For the first time, the new Nozzle Selection Chart highlights differences in the mean droplet size produced by different designs of air inclusion nozzle.
“Lack of independent data meant these comparative details have never been published before,” points out Hypro EU product manager Roger James. “It’s something that users should take into account when choosing a nozzle for particular spraying targets and working conditions.”
While the previous edition of the chart merely categorised AI nozzles as ‘finer’ and ‘coarser’ it did not identify which designs fell into those categories. The new information, published on the chart and the HGCA website, shows the size of droplet produced by each nozzle relative to a conventional flat fan tip.
“Now,” explains Roger James, “if operators want relatively small droplets for a particular application while benefiting from the drift control characteristics of these nozzles, they can see which AI designs will produce them.”
One set of data from the HGCA nozzle chart showing the droplets produced by 03 size air inclusion nozzles relative to a conventional flat fan tip.
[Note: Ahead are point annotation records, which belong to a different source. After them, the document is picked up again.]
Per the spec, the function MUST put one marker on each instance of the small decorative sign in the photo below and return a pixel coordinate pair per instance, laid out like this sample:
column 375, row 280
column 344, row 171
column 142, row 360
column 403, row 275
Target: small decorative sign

The chart confirms Hypro’s claim that the GuardianAIR nozzle produces the smallest droplet size of any AI tip at typical operating pressures. Its performance is matched only by the Syngenta Amistar nozzle, which is also made by Hypro to the same design but with a different name.
The only nozzle on the chart producing smaller droplets is identified as ‘Hypro GAT’. This refers to the GuardianAIR Twin, a new nozzle that has undergone final field evaluation this year before going on sale for the 2011 spraying season.
Thanks to the small droplet size produced and the consistent output across a range of pressures, both GuardianAIR tips can be used with confidence for a wide selection of spray treatments, possibly reducing the number of different nozzles an operator needs.
“A nozzle making droplets only 15% bigger than those from the GuardianAIR will produce around a third fewer droplets for the same application volume,” Roger James points out. “This loss of coverage has clear implications for the reliable delivery and retention of crop chemicals, especially to small targets, and is likely to make it less suitable for the sort of lower volume applications that help boost sprayer output.”
In ideal conditions, a conventional flat fan is still the best option for targets requiring the finest spray, Mr James acknowledges.
“But spraying conditions are rarely ideal,” he emphasises. “Operators can use the versatility of the GuardianAIR to spray at normal pressures when conditions are good and then reduce pressure to increase droplet size for optimum drift control when spraying conditions are imperfect.”
The HGCA Nozzle Selection Chart can be downloaded from the Crop Research - Spray Technology section of the HGCA.com website.